Friday September 28, 2007
Easy to use. It’s an interesting phrase that means absolutely nothing. However, it gets bandied about with reckless abandon by marketers, stakeholders, developers, and designers alike. It’s not the only over-used meaningless phrase, but it’s right near the top. It really needs to stop.
Just as a car company wouldn’t brag that they offer round steering wheels or tires, a decent software company shouldn’t brag about ease of use. If it has to be said, it’s just not true.
Easy to use? According to whom? Who is the arbiter of the “easy-to-use” designation? Certainly, the developer’s sense of ease is different from that of my parents or grandparents. Even if it had meaning, it would mean something different to everyone.
Of course, it’s not news that marketing can be meaningless, but this phrase in particular concerns me. It implies a mentality that ease of use is something special, when in fact, it should be a minimum requirement.
Just as a car company wouldn’t brag that they offer round steering wheels or tires, a decent software company shouldn’t brag about ease of use. If it has to be said, it’s just not true.
Features are statements of fact. “Easy to use” or “user-friendly” describe an individual’s perception. It’s laughable that someone could think that the phrase “easy to use” or any derivative could be a justifiable claim to make about their product.
Did Michael Jordan ever run around touting his basketball skills? Of course not. He didn’t need to.
“If it has to be said, it’s just not true.” Indeed. It’s not only laughable to call your product “easy to use,” its insulting to the individual who actually finds it very difficult; like “What’s wrong with you?”

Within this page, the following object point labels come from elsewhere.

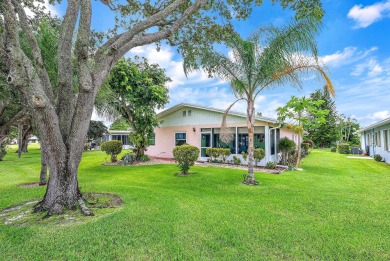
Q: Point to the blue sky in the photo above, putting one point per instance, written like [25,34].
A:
[353,44]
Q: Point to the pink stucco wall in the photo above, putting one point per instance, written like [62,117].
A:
[284,132]
[165,140]
[165,137]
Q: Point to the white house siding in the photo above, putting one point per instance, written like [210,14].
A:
[374,147]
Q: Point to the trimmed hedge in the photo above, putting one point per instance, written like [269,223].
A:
[185,155]
[344,148]
[258,154]
[112,148]
[310,142]
[378,157]
[218,154]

Heh, I like Kraemer’s last statement :-P
Sometimes when consulting a client about a project I like to play the opposites game- so if this version is easy to use, is there a hard-to-use version? Or, “our brand promise is easy, efficient, and reliable.” Is there a brand out there who’s promise is hard, clumsy, and unreliable?
It sounds silly at first, but it really helps clients and stakeholders get past things that are expected as a competency of their product or brand and really focus on what is important and special
I agree . When people use the phrase “easy to use” in the “technology world”. Users of this phrase are targeting an audience that is plagued by many an application that is “hard to use”. The phrase infers “easier to use (than those other application you hate from those other vendors)”. To some end-users or buyers, this phrase still gives a fuzzy felling. Because consumers still have hard to use applications the idea of an easy to use application is still somewhat unique. In addition, corporations and organizations as cultures have some greater allowable level of what is “hard to use” in their business applications than say an average consumer with a personal app.
To use your analogy , until the idea and actuality of “easy to use” in the case of applications, is as standard as round steering wheels in cars (that is, the existence of anything slightly off from this norm is totally unacceptable). The phrase will still resonate with some end-users and serve the motives of the people who use it.
One of the best ways to get out of the “weasel phrases” like “easy to use” is to ask how you can demonstrate it. For example, “9 out of 10 people new to the application are productive within 5 minutes of starting to use it.” Suzanne and James Robertson describe this notion of acceptance in their book Mastering the Requirements Process. The overall process is a bit waterfallish for my taste, but the content is really good none-the-less.